Project Review & Administrative Aspects

16/12/2021 0 By indiafreenotes

After the project is commenced the next step is to ensure that the project gets completed by achieving the desired objectives. But sometimes things go wrong when we try to implement them.

So it becomes very important to control and monitor the projects especially in the implementation stage. Another reason for this control is the amount of cost involved with the projects.

So one way of doing this is the control of in-progress projects. Therefore, it refers to the assessment and monitoring of the projects which are currently in progress. It helps to implement any changes to be done at an early stage so that if something goes wrong it can be treated well in time.

There are two aspects of control of in-progress projects:

  • Establishing procedures for internal control: it refers to setting up certain procedures through which we can keep control of the ongoing project internally. It may be done through assigning a dedicated supervisor for this or can be done by investing in technology related to this.
  • Regular progress reports: regular progress reports may be maintained so as to judge the daily progress of the project. This progress report can also be used to track the planned performance with the actual performance. This will help the company know about areas where we may be lacking.

Post-Completion Audit

Even after the project is completed it is so important to audit the project. The main aim is to compare the actual performance with the planned performance or we can say that to know whether the project has produced desired results or not.

If the results are desired, we aim to look for things which performed well and is there any scope for improvement or not and if the results are not desired then we may aim to find out the shortcomings due to which the project suffered and how can we improve them.

Post-completion audits also help a business find out what were the biases that we made in our judgements. We will also be able to include healthy caution.

It will also help us to determine who were the best performers who put in extra efforts to make the project success and we will also be able to serve this audit as a training ground for potential executives.

Abandonment Analysis

Project management is certainly a very dynamic process. Anything can happen in this fast-changing dynamic world. Here is where abandonment analysis comes into the picture.

Abandonment analysis is a technique which is used for existing projects and even for new projects that whether the existing project terminated or is to be continued.

New Project Existing Project
A project in which the major amount of investment is yet to be made is known as a new project. Hence the cash outflow here is relevant. A project in which most of the investments are made and this investment represents the sunk cost.
The cash flow estimates are uncertain in this case. The cash flow estimates are quite precise.

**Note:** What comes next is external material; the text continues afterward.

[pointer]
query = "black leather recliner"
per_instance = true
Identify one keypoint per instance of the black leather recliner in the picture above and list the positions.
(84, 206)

The rules to consider are:

If PVCF<SV<DV then it is highly advised to divest the project because the divestiture value is highest in the case and makes the most sense to divest.

If PVCF<DV<SV then the project must be terminated because the SV value is highest and we will get the most benefit by terminating the project.

If SV<PVCF<DV then we should divest the project because at this stage we are getting the most value by divesting the project.

If SV<DV<PVCF then we should continue with the project because we will get the most benefit by continuing the project.

If DV<SV<PVCF then in this we should continue with the project as both DV and SV are lower than PVCF.

If DV<PVCF<SV then we must terminate the project because neither divesting nor continuing the project will help.